The estimates made based on consumption indicators have to be considered as a lower bound for the real values. The consumption indicators are categorized and it may happen that the categories used do not cover all the costs included in the surveys. Furthermore, the economic impact was measured only in the period during which the event took place, which can be a limitation.
The amounts gathered by forecasting using actual consumption indicators were significantly lower than those reported by the survey analysis (
Table 5). From
Table 2 it can be seen that the Transportation sector is the one that is worst fitted by the district distribution; if this sector is discarded then the total obtained by consumption indicators corresponds to 40% of the total registered by the survey.
Overall, the expenditure amounts attributed to the festival by the consumption indicators correspond to a third of the expenditures obtained with the survey. This gap reinforces Agha’s [
8] idea that although direct expenditure is the biggest component of economic impact, it is also the most prone to miscalculation. It also supports the differences between the expenditures reported at the event and post-event discovered by Case et al. [
15].
However, the validation strategy used in this work is not flawless. Total amounts were extrapolated from the percentage that each sector represented in electronic payments since there is no way to track how the cash is spent once it is withdrawn.
Moreover, the results depend directly on the quality of the models used to forecast the expected values for July, not including the festival. Even though the model used was the one that achieved the best performance among all tested models, there could be a different one that better fits these data and could make more accurate predictions.
The results of this study reinforce the statement of Jackson et al. [
4] that there is a need for standard criteria to measure the economic impact of events in order to restrain the tendency to exaggerate their benefits to the local economy.

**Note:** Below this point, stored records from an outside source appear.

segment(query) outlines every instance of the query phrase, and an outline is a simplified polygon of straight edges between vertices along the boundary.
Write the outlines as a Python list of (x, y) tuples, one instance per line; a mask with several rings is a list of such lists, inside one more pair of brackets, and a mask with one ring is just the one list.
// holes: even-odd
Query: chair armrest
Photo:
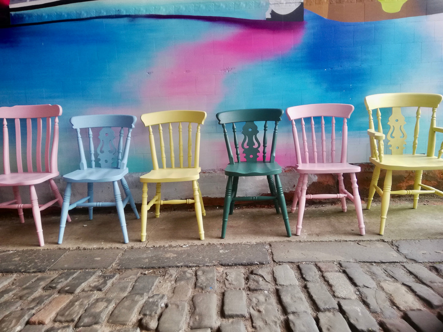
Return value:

Besides representative samples and accurate estimations of attendance [
10,
11,
13], obtaining estimates by two different methods with independent sources will produce more accurate estimations of the economic impact. A survey to festival visitors is the most common source of direct expenditure analysis, and, although it can prove helpful, it should not be used as a single source. Visitors may not be completely accurate in their answers which when all combined can lead to significant miscalculations. Nevertheless, most authors solely rely on it for their estimations [
1,
4,
9,
10,
14]. More accurate methods of measuring direct expenditure are necessary, such as the passive action-tracking electronic technology proposed in [
17].
In order to obtain more objective measurements of the economic impact, the results of direct expenditure analysis should be compared with measures from other sources, like consumption indicators. If the festival is a one-time event, it is easy to compare consumption indicators with the analogous year or years to access the change, taking into account the yearly evolution presented in the remaining periods. When the festival is recurrent and in place for a long time the estimation of the consumption indicators can be done by forecasting models. There are several forecasting techniques available and each will best suit specific context; a proper analysis must be performed in order to select the best one. Even though the evolution of the consumption indicators is not sufficient to estimate the economic impact, its results combined with the direct expenditure analysis can provide better estimations.